Medieval Eastern Europe added a Slavic element to the Germanic Yiddish of the west. The area was, Katz says, more religiously tolerant than the west, providing "a multicultural pluralist haven". The spread of Christianity, and with it Jew-hatred, came later.

So Jews began moving east, and "Ashkenaz" was expanded to take in eastern as well as western European Jews.

As Katz details and analyzes the development of Yiddish, he makes a case for what he calls a "Yiddish rebellion" that "empowered" the Jewish masses.

With the advent of printing, the classic Jewish texts became available and, notwithstanding controversy, some were translated into Yiddish.

Secular works were also translated, reworked to remove any Christian references, but at the same time bringing in the influence of the wider European community.

New genres began to rise in Yiddish, such as poetry, plays and stories. It was the time of the publication of the Tsenerene, the Bible for women, written in Yiddish, as stories, published at the end of the 16th Century.

Katz details the rise of hasidism in the 18th Century, a movement which he says added a religious divide to the existing linguistic one between Lithuania in the north and Ukraine, Poland and Hungary in the south.

To the Litvak-Galitsyaner language divide was added the misnagdim-hasidim religious split, with the two becoming pretty much synonymous.

With Zionism came another split, this time Yiddish vs. Hebrew, with the victory, of course, going to Hebrew, a fact about which Katz is none too happy.

In agreement with Israeli scholar Ghilad Zuckermann, who posits that modern Hebrew is a new Middle Eastern language that he calls "Israeli", Katz uses this term.

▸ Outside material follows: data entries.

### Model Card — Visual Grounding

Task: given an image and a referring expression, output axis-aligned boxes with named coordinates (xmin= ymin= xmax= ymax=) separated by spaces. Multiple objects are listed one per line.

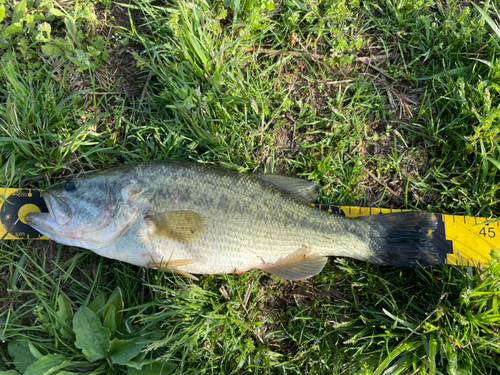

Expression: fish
xmin=25 ymin=160 xmax=443 ymax=280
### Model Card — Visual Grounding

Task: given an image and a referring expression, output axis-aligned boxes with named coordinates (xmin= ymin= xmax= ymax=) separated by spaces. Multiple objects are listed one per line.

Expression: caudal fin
xmin=358 ymin=211 xmax=446 ymax=268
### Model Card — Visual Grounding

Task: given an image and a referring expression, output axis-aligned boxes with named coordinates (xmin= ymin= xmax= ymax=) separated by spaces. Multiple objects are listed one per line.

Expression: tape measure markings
xmin=0 ymin=188 xmax=500 ymax=265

Katz brings his history right up to the present day where, in this country at least, Yiddish has gone through "the wily American PR mill", where it has been transformed into a popular culture of music, comedy and theater.

As a vibrant, living, day-to-day language, Yiddish survives mainly amongst the ultra-Orthodox, in particular, the hasidim. As they increase demographically, use of the language will also increase, Katz believes.

Its words "continue to burn with ancient passion, humor, and psychic content that have come down the line of generation-to-generation language transmission..."

It is "spiritually melodious ... as the instruments of a fine orchestra".

Dovid Katz continues to play and sing that melody. And I think he might have convinced even my father that Yiddish is a language and a culture that deserves to be perpetuated.